CHR’s not handing down much to begin with. “High Hopes” and “Girls Like You” were powers when I began and powers when I wrapped three months later. For the last month or so, the Hot AC powers barely changed at all. Songs kicked in late and stayed around forever—no surprise since they often do the same thing in CHR these days. The songs that CHR was eagerly embracing for tempo and pop balance—“Sucker,” “Sweet But Psycho,” “Dancing With A Stranger”—weren’t bigger than the holdovers, at least not three weeks ago. (But if they become powers, they’ll still be there in October.)
Hot AC’s not advocating for much of its own. The songs handed down from CHR often felt edgy, but the songs developed by Hot AC (or brought over from Alternative and Triple-A) were often born to mid-chart, given the number of stations who wouldn’t consider them or give them meaningful rotation without a CHR story. If CHR would at least support a “Love Someone” or “Be Alright” in medium, it could become a Hot AC power, Otherwise, it took other lateral support (Dan + Shay’s Country crossover hits) or a movie (Pink’s “A Million Dreams”). Proof that Pink was one of the few artists who didn’t need to be ratified elsewhere came when “Walk Me Home” came out while “A Million Dreams” was still top 10 and was already an AC hit by the time its (still slow) CHR journey began.
Summer may pick things up. I’m looking over the major Hot ACs and the powers are still, in general, what they were for the format three weeks ago. But “Dancing With A Stranger” is a power in some places. Taylor Swift’s “Me!” became an immediate sub-power. There’s a little less earnest male balladry although Lewis Capaldi’s “Someone You Love” will likely kick in right around the time that “Be Alright” kicks off. But…

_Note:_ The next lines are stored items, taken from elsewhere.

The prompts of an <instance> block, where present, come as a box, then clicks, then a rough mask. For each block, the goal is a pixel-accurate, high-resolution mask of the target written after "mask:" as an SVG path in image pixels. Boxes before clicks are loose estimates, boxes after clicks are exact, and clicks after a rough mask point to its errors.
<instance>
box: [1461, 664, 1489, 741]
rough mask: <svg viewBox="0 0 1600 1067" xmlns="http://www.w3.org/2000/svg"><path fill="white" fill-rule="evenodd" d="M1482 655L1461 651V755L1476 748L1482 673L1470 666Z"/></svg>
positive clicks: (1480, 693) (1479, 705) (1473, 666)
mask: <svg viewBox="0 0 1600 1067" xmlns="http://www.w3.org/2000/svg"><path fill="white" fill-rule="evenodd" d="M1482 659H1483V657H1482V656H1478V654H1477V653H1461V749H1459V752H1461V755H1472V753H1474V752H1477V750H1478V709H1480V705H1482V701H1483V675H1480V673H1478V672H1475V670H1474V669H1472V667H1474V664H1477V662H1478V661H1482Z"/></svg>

The format is morphing again. For a while, it looked like Adult Top 40 would differ from Mainstream CHR only by (slightly) slower rotations and (a little) more library. That gave Mainstream AC the ability to move almost into Hot AC’s old “’80s, ‘90s, and now” position (and with fewer ‘80s as things went along.) Then the CHR product that powered both movements slowed to a trickle. Mainstream AC suddenly regrouped to fight the new Soft AC outlets. Mainstream AC stations gave up on trying to be “millennial AC” (and have effectively stopped playing any true currents). That’s given Hot AC a place to move as well. It’s hard to ignore the success of some Hot ACs that have become musically less aggressive as well. The dream of “millennial AC” may not be dead. It may be what Adult Top 40 becomes.
I remember having an off-the-record convo with a longtime AC programmer a few years back, when there was this large influx of new product in the different forms of AC. What he had said to me was something to the effect of, “we’ll keep adding and playing the hits until they aren’t there.”
I wonder sometimes if the previous morphing of the AC formats in the early 2010s went almost a bit too much, and that this is a corrective measure.